Grande successo dei corsi estivi alla scuola media «Francesco Mochi» di Levane. Sono 116 gli iscritti. Fra le iniziative anche un corso di cucina in inglese, un corso di giochi a vento in legno e un corso di ceramica. Tempo di crisi economica. Le vacanze costano. Invece iniziare ad imparare un lavoro è gratis. Inoltre le attitudini e la vena artistica vanno sviluppate fin da piccoli, tanto più nei momenti di pausa dallo studio. A tutto questo e altro avrà pensato il preside Aldo Pampaloni quando ha deciso di lanciare i laboratori estivi a scuola. Vacanze volontarie di «lavoro» a Levane per gli studenti del Mochi. Si tratta dell'evoluzione dei vecchi corsi di applicazione di tecniche e di educazione artistica. Per i bimbi della scuola dell'infanzia «Fratelli Grimm», in piazza della Fiera, si sono svolti i più tradizionali centri estivi.

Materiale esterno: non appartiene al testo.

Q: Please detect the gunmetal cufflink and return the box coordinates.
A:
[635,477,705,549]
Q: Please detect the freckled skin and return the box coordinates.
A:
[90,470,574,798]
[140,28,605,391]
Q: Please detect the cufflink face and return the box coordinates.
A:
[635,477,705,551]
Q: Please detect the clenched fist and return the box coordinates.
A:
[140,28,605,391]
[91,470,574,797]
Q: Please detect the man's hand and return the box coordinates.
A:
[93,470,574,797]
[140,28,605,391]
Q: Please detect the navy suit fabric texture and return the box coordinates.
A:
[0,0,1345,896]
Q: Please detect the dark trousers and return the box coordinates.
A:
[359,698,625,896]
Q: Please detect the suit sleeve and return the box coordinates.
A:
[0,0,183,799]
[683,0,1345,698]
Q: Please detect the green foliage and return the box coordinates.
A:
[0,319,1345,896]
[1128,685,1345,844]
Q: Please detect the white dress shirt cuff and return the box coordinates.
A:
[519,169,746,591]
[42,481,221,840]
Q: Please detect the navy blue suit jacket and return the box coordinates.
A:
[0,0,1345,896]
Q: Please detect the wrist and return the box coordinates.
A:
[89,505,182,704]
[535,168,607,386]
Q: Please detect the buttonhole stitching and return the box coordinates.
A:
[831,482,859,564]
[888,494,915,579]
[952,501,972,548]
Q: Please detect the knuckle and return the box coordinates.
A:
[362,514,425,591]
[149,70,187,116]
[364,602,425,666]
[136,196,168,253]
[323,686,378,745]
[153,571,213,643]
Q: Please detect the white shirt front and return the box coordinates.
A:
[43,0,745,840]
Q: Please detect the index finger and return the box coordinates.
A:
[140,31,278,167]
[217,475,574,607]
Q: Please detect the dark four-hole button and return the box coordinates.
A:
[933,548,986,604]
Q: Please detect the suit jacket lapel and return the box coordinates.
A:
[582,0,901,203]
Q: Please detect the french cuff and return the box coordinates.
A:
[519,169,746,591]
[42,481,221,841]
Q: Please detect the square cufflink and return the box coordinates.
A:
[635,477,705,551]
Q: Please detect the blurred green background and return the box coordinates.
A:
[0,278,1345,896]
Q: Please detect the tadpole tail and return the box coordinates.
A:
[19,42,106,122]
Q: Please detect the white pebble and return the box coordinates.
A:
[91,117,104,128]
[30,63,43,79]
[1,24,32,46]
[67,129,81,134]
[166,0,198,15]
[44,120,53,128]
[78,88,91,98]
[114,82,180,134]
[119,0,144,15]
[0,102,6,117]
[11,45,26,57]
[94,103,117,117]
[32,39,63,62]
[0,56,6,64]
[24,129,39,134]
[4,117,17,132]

Al lavoro invece i più grandi, dai 10 ai 15 anni. 57 iscritti per imparare a cucinare con le istruzioni in inglese, in due corsi tenuti dalla Cooperativa «Il Sillabo» di San Giovanni Valdarno. 18 gli artigiani del giocattolo alla costruzione di aquiloni e mulini a vento, sempre guidati da «Il Sillabo». 41 gli aspiranti ceramisti, sotto la guida dell'artista levanese Mara Sani. Per il mare rimane pur sempre agosto.

La scuola diventa «atelier» per le vacanze svago.